- Born: Kansas City, Missouri, U.S.
- Education: University of Missouri–Kansas City University of Massachusetts
- Children: 4
- Scientific career
- Fields: Pathology
- Workplaces: Long School of Medicine

= Emily Volk =

American pathologist

Emily Ellen Volk is an American pathologist and hospital administrator who has served as the chief medical officer at Baptist Health in South Indiana since 2021. She is the 37th president of the College of American Pathologists.

== Life ==
Volk is from Kansas City, Missouri. She earned a bachelor's degree and M.D. (1993) from the University of Missouri–Kansas City. She completed a residency in anatomic and clinical pathology and conducted a surgical pathology fellowship at the Cleveland Clinic. She conducted a fellowship in cytopathology at the Beaumont Hospital, Royal Oak. Volk earned an M.B.A. at the University of Massachusetts.

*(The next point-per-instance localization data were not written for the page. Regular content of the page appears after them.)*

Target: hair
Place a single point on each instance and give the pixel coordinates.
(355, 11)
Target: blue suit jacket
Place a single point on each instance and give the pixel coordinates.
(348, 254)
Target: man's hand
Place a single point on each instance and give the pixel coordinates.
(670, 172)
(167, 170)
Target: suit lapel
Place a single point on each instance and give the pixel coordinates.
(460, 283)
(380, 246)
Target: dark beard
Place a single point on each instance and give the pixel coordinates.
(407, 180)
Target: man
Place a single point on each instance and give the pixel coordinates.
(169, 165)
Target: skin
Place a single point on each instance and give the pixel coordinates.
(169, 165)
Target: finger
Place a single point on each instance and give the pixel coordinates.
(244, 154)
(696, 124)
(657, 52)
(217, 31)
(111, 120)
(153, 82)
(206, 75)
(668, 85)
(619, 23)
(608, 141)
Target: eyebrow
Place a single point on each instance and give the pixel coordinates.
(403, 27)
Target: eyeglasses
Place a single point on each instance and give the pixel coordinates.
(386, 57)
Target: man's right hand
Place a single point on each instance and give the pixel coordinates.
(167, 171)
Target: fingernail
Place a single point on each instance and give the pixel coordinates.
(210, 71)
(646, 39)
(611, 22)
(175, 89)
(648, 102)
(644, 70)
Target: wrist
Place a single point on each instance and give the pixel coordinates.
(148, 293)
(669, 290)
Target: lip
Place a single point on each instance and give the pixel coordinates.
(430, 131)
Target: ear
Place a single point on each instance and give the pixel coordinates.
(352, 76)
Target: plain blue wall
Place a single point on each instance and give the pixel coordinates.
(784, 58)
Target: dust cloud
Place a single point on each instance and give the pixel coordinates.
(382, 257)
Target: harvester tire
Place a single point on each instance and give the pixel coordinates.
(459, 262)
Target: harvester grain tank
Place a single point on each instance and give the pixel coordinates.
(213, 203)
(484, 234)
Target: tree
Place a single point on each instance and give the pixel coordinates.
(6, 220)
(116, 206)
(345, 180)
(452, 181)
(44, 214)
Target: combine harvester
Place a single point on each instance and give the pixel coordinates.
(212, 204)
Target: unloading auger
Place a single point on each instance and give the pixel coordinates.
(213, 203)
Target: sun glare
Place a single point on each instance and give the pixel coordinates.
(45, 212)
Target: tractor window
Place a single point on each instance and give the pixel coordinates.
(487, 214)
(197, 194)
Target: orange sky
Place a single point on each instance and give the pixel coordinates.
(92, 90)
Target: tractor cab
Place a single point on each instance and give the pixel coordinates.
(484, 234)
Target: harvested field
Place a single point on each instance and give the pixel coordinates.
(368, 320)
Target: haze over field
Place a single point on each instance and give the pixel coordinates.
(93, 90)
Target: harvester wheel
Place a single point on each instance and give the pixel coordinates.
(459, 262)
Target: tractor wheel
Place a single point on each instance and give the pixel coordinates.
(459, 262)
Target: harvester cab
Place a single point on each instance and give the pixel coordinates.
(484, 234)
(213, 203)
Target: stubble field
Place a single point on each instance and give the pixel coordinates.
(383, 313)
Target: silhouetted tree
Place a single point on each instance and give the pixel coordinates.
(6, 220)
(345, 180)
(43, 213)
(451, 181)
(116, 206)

Volk served as the senior vice president of clinical services at the University Health System for four years. She was a clinical assistant professor of pathology at the Long School of Medicine. On March 29, 2021, Volk became the chief medical officer at Baptist Health in South Indiana. On September 25, 2021, she was sworn in as the 37th president of the College of American Pathologists.

Volk is married to pathologist Daniel Mais. They have four children.